Compressing PDF Documents for Archive

August 13, 2013 Steve Hawley

There was an interesting article that appeared on Hacker News linked from David Kriesel about an issue with PDF documents scanned from Xerox scanners produce documents that have numbers randomly swapped.  At this writing, Xerox is working on a patch – awesome – this is exactly what they should be doing.  The issue, in brief, is that the software built into the unit that creates PDF documents uses JBIG2 compression.  JBIG2 compression is a (potentially) lossy compression algorithm that looks for nearly identical tiles and replaces all the tiles that are nearly identical with one tile.  This type of compression can create much smaller documents, but can create content errors if the predicate “close enough” replaces a ‘6’ with an ‘8’.

Atalasoft, to my knowledge, does not supply Xerox with the software that they use in their scanners, but Atalasoft does provide a powerful set of PDF creation tools.  So let’s think about the problem of encoding scanned documents for archive.  Your primary concern for archival storage should be primum non nocere – first, do no harm.  This means that the document should be stored in a way such that it will be readable.  There are four ways to address that:

  1. use sufficient scanner resolution
  2. use sufficient scanner bit depth
  3. use a compression that doesn’t damage the content
  4. use a process to review output

I created a simple document in Word with a phrase in 12, 9, 6, and 3 point Calibri and printed it on a Brother 8870dw printer at its best resolution, 1200x600 dpi, then I scanned the document back in using the Brother scanner at 200, 300 and 600 dpi in black and white and gray.  Here are the results:

200 dpi, Black and White
200 dpi, Gray
300 dpi, Black and White
300 dpi, Gray
600 dpi, Black and White
600 dpi, Gray

As you expect, quality improves quite a bit as the resolution increases and having a gray scale image also improves quality, but as you would expect, the uncompressed gray images are roughly 8x the size of the black and white images.
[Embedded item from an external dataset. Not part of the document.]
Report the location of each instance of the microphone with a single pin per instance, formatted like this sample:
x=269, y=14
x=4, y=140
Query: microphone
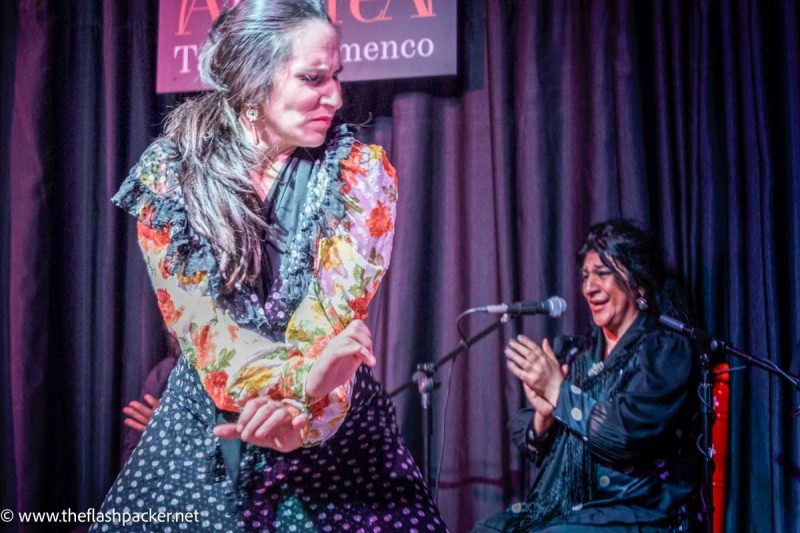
x=555, y=306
I chose 200 dpi as the bottom end since it is default FAX resolution.  You can see that it is acceptable for 9 point fonts in gray and marginal for black and white.  300 dpi is considered to be minimally acceptable for documents that go to an OCR engine.  This is acceptable in 6 point in gray and marginal in black and white (I would expect an OCR engine to mess up the 6 point text).  The 600 dpi scan is acceptable down to 6 point.  I consider the 3 point to be low-acceptable/marginal for gray and unacceptable in black and white.
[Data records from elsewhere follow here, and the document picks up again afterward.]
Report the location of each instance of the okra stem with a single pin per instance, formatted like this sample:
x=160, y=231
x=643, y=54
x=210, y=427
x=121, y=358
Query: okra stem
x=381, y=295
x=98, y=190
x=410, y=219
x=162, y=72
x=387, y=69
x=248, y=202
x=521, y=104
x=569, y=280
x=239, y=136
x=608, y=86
The next thing to consider is compression.  For archival purposes, I do not consider it acceptable to use a lossy compression.  Therefore JPEG, JBIG2, and JPEG2000 are all unacceptable, even though they reduce the file size much more (note that if you use the archival form of PDF, PDF/A, JPEG2000 is forbidden, but JPEG and JBIG2 are both allowed) .  For 1-bit images, you should use CCITT encoding or Flate encoding whichever performs better (likely CCITT).  For gray scale or color images, use Flate encoding.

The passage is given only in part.